How Rupert Murdoch Became ‘American Idol’s Helicopter Parent

Former Fox TV Entertainment head says News Corp CEO brought reality competition back to life at Fox

Rupert Murdoch American Idol

Rupert Murdoch was instrumental in greenlighting Fox’s “American Idol” after network brass were ready to pass on the series, former Fox Television Entertainment head Sandy Grushow told TheWrap.

In a wide ranging interview about the creation of the iconic franchise that signs off Thursday night after 15 successful season, Grushow said it was Murdoch’s influence that got the show, a singing competition that would come to dominate the American TV landscape, on the air.

As chairman of the television entertainment group, Grushow was in control of both the broadcast network and the production studio in early 2002 when Gail Berman and Mike Darnell, President of Fox Broadcasting and the head of unscripted respectively, brought him an idea for summer replacement series from CAA — an adaptation of U.K. hit “Pop Idol” from producer Simon Fuller.

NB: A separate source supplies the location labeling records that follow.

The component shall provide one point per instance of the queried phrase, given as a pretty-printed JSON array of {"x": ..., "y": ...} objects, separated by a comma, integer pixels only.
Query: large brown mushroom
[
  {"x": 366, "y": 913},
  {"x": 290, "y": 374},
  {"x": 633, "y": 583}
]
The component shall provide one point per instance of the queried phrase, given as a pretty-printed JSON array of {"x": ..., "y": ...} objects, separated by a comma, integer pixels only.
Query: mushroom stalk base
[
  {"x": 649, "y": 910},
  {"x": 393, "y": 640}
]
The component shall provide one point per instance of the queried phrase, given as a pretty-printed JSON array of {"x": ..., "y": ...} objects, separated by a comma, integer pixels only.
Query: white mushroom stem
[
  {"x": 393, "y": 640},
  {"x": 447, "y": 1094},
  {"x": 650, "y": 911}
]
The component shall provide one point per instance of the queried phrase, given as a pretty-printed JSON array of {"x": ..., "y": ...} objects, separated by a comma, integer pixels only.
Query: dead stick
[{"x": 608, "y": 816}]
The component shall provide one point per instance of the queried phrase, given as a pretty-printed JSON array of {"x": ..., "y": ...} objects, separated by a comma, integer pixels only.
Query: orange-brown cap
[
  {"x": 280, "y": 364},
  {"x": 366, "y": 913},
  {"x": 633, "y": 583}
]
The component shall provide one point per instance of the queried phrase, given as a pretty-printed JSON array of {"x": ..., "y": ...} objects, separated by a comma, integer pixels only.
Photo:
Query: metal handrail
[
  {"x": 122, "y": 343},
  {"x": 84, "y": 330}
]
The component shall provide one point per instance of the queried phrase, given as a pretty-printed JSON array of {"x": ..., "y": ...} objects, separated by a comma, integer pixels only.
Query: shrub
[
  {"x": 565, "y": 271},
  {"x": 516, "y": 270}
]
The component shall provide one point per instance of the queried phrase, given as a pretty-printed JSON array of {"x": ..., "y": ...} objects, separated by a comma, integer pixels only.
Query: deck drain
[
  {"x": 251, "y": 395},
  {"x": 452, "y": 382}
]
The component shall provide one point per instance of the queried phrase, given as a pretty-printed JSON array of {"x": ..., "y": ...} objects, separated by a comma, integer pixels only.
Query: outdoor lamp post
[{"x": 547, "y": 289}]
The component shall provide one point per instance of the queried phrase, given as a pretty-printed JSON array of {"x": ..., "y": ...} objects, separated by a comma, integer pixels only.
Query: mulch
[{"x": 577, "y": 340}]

“The most interesting aspect of [the pitch] was CAA said the show would be underwritten by three brands — Ford, Coca Cola and AT&T. It was not the first time that’s been done, but it was uncommon,” Grushow said.

Despite the fact that every major network had passed on the series, according to Grushow, the idea of a self-sufficient show was attractive given Fox’s depleted budget for original programming. NewsCorp’s No. 2 and COO Peter Chernin agreed and casting was set to begin. But, as they often do, the deal changed.

“In the blink of an eye, Gail and Mike came back to me and said, ‘Change of plans.’ Those three brands were not going to underwrite the entire cost of the show. They were simply willing to be sponsors, which was a whole different ball game,” Grushow said.

“I had to go back to Peter and he drew the line, that we were not prepared to go that far over budget.”

Indeed, Chernin was willing to put an original series on the summer schedule and take a hit on reruns of Fox show that would have otherwise earned advertising dollars in the off-season — but, Grushow said, he was not willing to pay the licensing fees CAA wanted for Fuller’s brainchild.

“So everything stopped,” he said.

A routine meeting with NewsCorp CEO Rupert Murdoch to check in on summer plans changed everything. Grushow let it slip that the executives were “talking about” a series called “Pop Idol,” despite Chernin’s hard line that they would not be spending any fresh cash on an original series.

“I could see Rupert’s wheels start to spin and suddenly he blurted out, ‘That’s the show that Liz was talking to me about,’” Grushow said.

Liz would be Liz Murdoch, Rupert’s daughter and television executive who was based in the U.K. at the time — and a fan of Fuller’s “Pop Idol” which was was still airing its first season on ITV.

“Rupert then proceeded to take his fist, slam it on the conference room table and looked at me and said ‘Don’t talk, buy.’ And that was essentially the end of the meeting.”

Chernin and Grushow moved forward and “Idol” premiered in June to solid ratings, that would eventually explode into appointment television over the summer. But Murdoch wasn’t done hovering over the process.

It was instantly clear that Simon Cowell, the acidic British import that sat beside 80s’ treasure Paula Abdul and respected musician Randy Jackson, was crucial to the show’s success.

“As hard as we tried to make a multi-year deal with Simon Cowell, his people, led by Alan Berger at CAA and Sam Fischer, his lawyer at Ziffren-Brittenham, he absolutely refused to go beyond one year,” Grushow said.

The prospect of losing Cowell caused Murdoch anxiety. Grushow recalled an afternoon where Murdoch walked into his office unannounced, demanding a status update.

“I finally said to him, ‘You’ve got a $100 million dollar asset on your hands. Does it make that big of a difference if we have to pay Cowell, the linchpin, $5 million a year?’” Grushow said. “He didn’t respond, and that sort of ended the discussion. What’s ironic is that I referred to it as a $100 million asset, and now its a multi-billion dollar asset.”

Further tinkering from the Australian magnate came when Murdoch insisted the second  season of “Idol” air on Fox’s fall schedule the same year — despite the fact that season one would not wrap until September 4, 2002.

“As a practical matter, it was impossible to do,” Grushow said. “I felt very strongly that ‘Idol’ should be a once-a-year-affair. I was pushing back hard against Rupert’s desire to turn it around and run it again.”

Grushow won out, and season two went up in January of 2003. The show would come to run for 15 seasons, create superstars in Kelly Clarkson and Carrie Underwood and recruit A-list judges panels with names like Jennifer Lopez, Keith Urban, Mariah Carey and Nicki Minaj.

The series ender airs Thursday, live on Fox.